His passion for racing stems from his upbringing in rural North Carolina. He says it can be tough to attract other African-Americans to the sport, especially kids who live in cities.

"It's easy to go play basketball – all you need is a basketball," Daugherty says. "It's easy to go play football. All you need is a football and some buddies. You can't go play racing. And if you don't have a cultural lineage to racing, it's very, very difficult."

The lack of success by African-American drivers plays a role too, says NASCAR Executive Vice President Steve O’Donnell.

"You always want to see someone you may be able to relate to on television or see and look up to, and that's important to us, to have that on the track," O'Donnell says.

That's starting to happen. Two years ago, Darrell Wallace Jr. became the first African-American to win a lower tier NASCAR race since Wendell Scott. That was in the sport’s truck series, and Wallace Jr. has won four more times since. 

He came up through NASCAR’s Drive for Diversity, a developmental program created in 2004 for minority and female drivers and crew members.

Driver Dylan Smith is in the program this year.

Credit Getty Images For NASCAR
Dylan Smith (left) and Collin Cabre are two of the six drivers to earn a spot driving for Rev Racing through the NASCAR Drive For Diversity Combine.

"For us to be able to keep that path rolling along is really important to me, so I'm really proud to be a part of this," he says.

Smith is 22 years old and has all kinds of Wendell Scott memorabilia at his house. He says he hears other African-Americans stereotype his sport.

"Oh NASCAR, it's a bunch of more or less white Caucasian people, and that's what it is. They drive racecars, turn left. But there's a lot more!" Smith says. "When I go to schools, I explain, we have so many different levels and tiers. If you like math and building stuff, you can be an engineer!"

Smith says some of the kids he talks to don’t realize there are opportunities beyond the driver’s seat.

That includes covering the sport. Barry Richmond has been doing that for a radio station in Danville, Virginia, since the 1990s. He noticed something about his fellow reporters when he first started.

"When I would go to a cup race, I would be the only one of my complexion," he says.

Now, Richmond says it would be weird not to see African-American and Hispanic reporters.

Wendell Scott died in 1990. His daughter Sybil says NASCAR has made progress.  

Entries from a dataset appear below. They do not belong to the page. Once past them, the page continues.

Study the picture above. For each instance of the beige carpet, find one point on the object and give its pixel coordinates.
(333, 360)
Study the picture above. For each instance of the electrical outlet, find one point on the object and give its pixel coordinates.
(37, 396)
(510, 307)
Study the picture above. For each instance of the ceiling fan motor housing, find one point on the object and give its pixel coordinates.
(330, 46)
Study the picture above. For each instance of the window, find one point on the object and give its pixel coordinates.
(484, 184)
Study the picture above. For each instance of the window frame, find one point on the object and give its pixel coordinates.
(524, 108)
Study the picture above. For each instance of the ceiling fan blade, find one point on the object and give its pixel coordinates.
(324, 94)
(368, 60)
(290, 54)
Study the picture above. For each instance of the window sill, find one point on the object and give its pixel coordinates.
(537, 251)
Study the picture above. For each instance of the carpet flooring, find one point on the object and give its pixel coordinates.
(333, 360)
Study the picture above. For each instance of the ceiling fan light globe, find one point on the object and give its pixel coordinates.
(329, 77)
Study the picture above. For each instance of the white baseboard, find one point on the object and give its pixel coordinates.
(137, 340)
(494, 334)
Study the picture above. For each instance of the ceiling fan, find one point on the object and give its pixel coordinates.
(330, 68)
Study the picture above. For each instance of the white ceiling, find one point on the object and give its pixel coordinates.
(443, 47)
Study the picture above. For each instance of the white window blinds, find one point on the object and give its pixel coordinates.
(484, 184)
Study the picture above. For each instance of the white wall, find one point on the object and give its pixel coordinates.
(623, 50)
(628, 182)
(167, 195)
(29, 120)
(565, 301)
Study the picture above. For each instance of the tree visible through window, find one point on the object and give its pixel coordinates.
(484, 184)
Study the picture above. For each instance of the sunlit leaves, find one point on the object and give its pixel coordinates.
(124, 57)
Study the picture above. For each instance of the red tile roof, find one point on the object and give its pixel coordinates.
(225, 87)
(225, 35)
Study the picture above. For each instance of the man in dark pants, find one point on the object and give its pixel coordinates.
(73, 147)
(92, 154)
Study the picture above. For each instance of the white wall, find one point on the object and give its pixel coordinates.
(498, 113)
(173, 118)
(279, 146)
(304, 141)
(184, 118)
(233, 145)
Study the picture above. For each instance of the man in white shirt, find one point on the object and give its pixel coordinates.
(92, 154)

"The climate is so different," she says. "Yes, my answer is that I do feel that it's moving forward. I think we take some steps backwards sometimes. I think we get stagnant sometimes."

Although there are still very few minority drivers, Dylan Smith’s experience racing is vastly different than Wendell Scott’s was.

"I've had incidents on pit road and on the track with people, but never once did I think it was because of the color of my skin," Smith says. "I just think it's more or less hard racing. When you put the helmet on, I think everybody just sees a racecar in front of them; they want to get by it."